The model is also calibrated for the Valencia(Spain)-Madrid(Spain)-New York network. We may subsequently simulate the effects of HSR-air cooperation and check any differences with airline cooperation. Simulations confirm the price effects predicted by the model. Cooperation basically results in notable consumer surplus gains for connecting passengers because the bundle price is significantly lower than the sum of link prices. However, cooperation triggers effects on prices in the rest of markets leading to a redistribution of consumer surplus across markets. Cooperation is certainly profitable for partner firms, and results in welfare gains in the range of 0.8–2.2% depending on the type of cooperation and the level of per-passenger fees. Air-air cooperation has a larger impact on alliance profits, connecting passengers surplus and welfare because air services respond more to price changes as compared to rail services. Each alliance type has different effects on HSR traffic; air-air cooperation reduces total HSR traffic but increases local traffic between Valencia and Madrid, while rail-air cooperation increases total traffic although the local one falls.

We also discuss that the rail-air agreement is more likely to be proposed as it generates a larger profits increase. However, it results in the lowest value of total passenger surplus thereby raising antitrust concerns.

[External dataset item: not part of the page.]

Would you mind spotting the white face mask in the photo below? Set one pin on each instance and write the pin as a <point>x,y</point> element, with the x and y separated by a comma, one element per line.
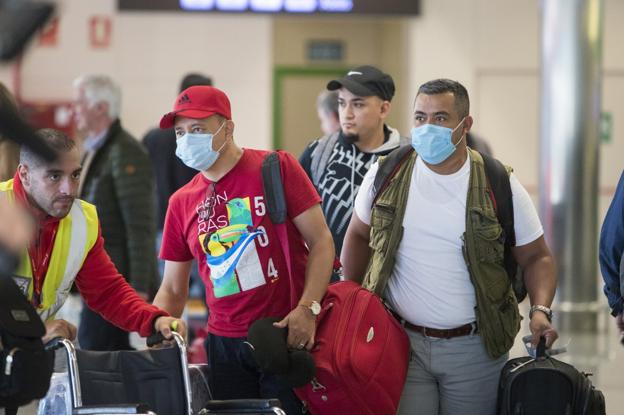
<point>195,150</point>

The robustness of our findings is checked by providing a sensitivity analysis for changes in per-passenger fees and for different values of the cross-price elasticity. Lowering per-passenger fees does not affect the relative effects induced by cooperation agreements; a 1% decrease in all fees results in passenger gains in all scenarios, the most important being under rail-air cooperation. Higher values of the cross-price elasticity leads to passenger and welfare losses under rail-air cooperation. In contrast, lower values give rise to larger percentage gains in passenger surplus, industry profits and welfare. Finally, the analysis is conducted for the case of a network carrier that competes with rail and with an international airline. Our setting features a monopolization effect leading to different results because cooperation involves a loss in passenger surplus (hence a matter of concern for authorities). Although the incentives to cooperate increase, welfare decreases under the rail-network carrier agreement while it slightly increases under the other cooperation agreement.

Section 2 considers the related literature. Section 3 describes the model. Three different subsections present the equilibrium prices under competition, under cooperation and offer some results. The model is calibrated in Section 4, where the effects of cooperation are simulated. It includes subsections devoted to sensitivity analysis and robustness. Section 5 concludes.